For all the good it has done, Kentucky’s system is still a work in progress, but many in the state’s medical and health community are optimistic about the difference it can make in the future. David Hopkins, the Prescription Drug Monitoring Program Director in Kentucky, told SAMHSA that the database has alerted doctors to the importance of “more review of the potentially addicting substances their patients are receiving,” and for some cases, the database might convince doctors to prescribe fewer controlled substances to begin with.
Kentucky’s success with cutting down on doctor shopping and the toll it takes on society is an example of the results of a study conducted by the Addictive Behaviors journal, which found that states that implement such programs can cut diversionary tactics by as much as 80 percent.29 One of the study’s authors told Fox News that such databases “are a promising component” of a concerted effort to strike back at the opioid epidemic.30
Encouraging as though those figures are, doctors caution that doctor shopping is a symptom of the larger opioid crisis running across America. Dr. Stephen W. Patrick, a pediatrician at Vanderbilt University’s School of Medicine, who treats newborns born with withdrawal symptoms because their mothers abused opioids during pregnancy, told Fox News that prescription monitoring databases alone will not “help us get out of the opioid epidemic.” Such measures will indeed reduce the cost of addictive and diversionary behavior to society, but the larger problems still exist. Past research has found that prescription monitoring databases can prevent 10 deaths related to opioid abuse every day, but public health experts fear that this will simply drive addicted patients to other sources of drugs (or even other drugs like heroin).
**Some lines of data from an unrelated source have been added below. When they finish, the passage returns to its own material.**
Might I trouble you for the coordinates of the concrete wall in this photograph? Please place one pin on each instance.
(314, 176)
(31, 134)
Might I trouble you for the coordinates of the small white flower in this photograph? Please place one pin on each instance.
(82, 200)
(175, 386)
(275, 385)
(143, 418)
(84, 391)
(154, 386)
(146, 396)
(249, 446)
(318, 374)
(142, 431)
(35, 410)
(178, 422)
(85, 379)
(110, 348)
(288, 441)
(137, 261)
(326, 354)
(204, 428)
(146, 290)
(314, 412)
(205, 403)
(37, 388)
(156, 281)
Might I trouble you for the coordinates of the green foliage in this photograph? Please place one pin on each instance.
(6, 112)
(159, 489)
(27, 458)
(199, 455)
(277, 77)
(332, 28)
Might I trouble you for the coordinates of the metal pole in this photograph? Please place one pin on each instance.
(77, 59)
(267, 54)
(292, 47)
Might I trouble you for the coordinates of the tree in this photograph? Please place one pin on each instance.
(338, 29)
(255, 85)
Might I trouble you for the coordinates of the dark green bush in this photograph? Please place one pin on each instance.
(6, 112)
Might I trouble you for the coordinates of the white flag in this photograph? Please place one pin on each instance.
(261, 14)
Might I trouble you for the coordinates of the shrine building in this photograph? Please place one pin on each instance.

However, the Addictive Behaviors study did not find evidence that the effectiveness of drug monitoring databases contributed to an increase in heroin use.
Nonetheless, even the lead author of the study expressed caution that “people might begin to substitute,” because of how reducing the rate of doctor shopping would inevitably limit what was once a robust supply of prescription medication. What needs to happen, said Dr. Patrick at Vanderbilt University, is for the opioid epidemic itself to be brought under control. Using a drug database to cut down on doctor shopping, and reduce the cost to society that the practice entails, is the first step in a very long journey.